Perhaps the most unsettling thing about summer is that it ironically seems to be quieter. Certainly when you get out of the suburbs and away from the constant bruuuuuuuuuuuuuuuuuuuuuuuuuuuuuuuuuu of lawnmowers, into the countryside perhaps, there's not much going on out there. There may be a couple of animals and shit, but generally the weather is not that active, so there's not as much wind. I'm not doing a stupendous job of explaining it because it's something you have to experience for yourself, but to me, not a lot of things are creepier than waking up to a quiet, sweltering morning where the birds can't be arsed to chirp and the moose are too tuckered to moo or whatever it is they do (hence the name "moose").

As such, my imagination is a lot more active in summer. Even when I was little, I was more afraid of robbers breaking into my house (that's one of the fun things about having a home alarm system in the middle of one of the whitest neighborhoods on the east coast) during the summer than the winter. What dumbass criminal is going to haul himself out to our street when it's 20 degrees? ...Oh.

And when else do you really hear about all the strange events in one's life? Let's face it: During the fall and winter, everyone's inside, not noticing all the strange shit around them because they're too busy watching frostbite slowly overtake their toes or something. You won't hear about how a kid growing up in India, sitting outside in the shade on an especially hot summer day, saw a man with backwards feet stumble down the road, alone. Shit like that just doesn't happen in the fall. Except in Tarrytown, NJ, where it happens every day.

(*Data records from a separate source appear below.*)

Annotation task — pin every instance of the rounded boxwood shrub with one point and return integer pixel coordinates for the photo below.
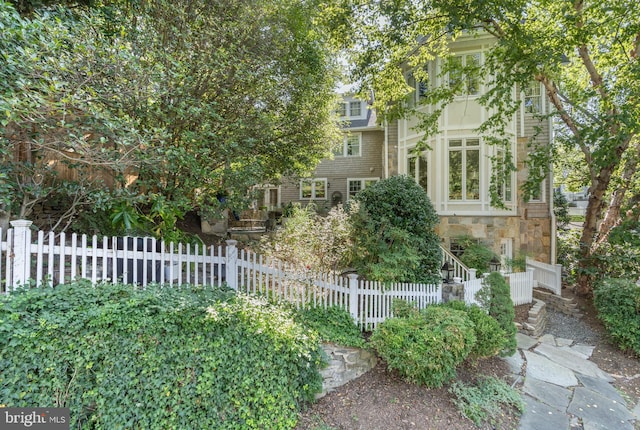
(495, 297)
(333, 324)
(618, 304)
(156, 358)
(490, 337)
(426, 348)
(394, 232)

Well anyway, if it were up to me, Halloween and the 4th of July would switch places. Now you can tell proper ghost stories, you can have an excuse for slutting it up, and you can have a genuinely creepy atmosphere so you can properly experience the everyday terrors of moving coffins, bottomless pits, ships without crews, voices randomly babbling over the airwaves, and all the normal, happy things that we only become aware of when we have the free time during a sweltering summer night. Plus I think what the fall really needs is more mattress sales and Roman candles lit up in the middle of busy roads.

I hope you never look at a quiet morning the same way again!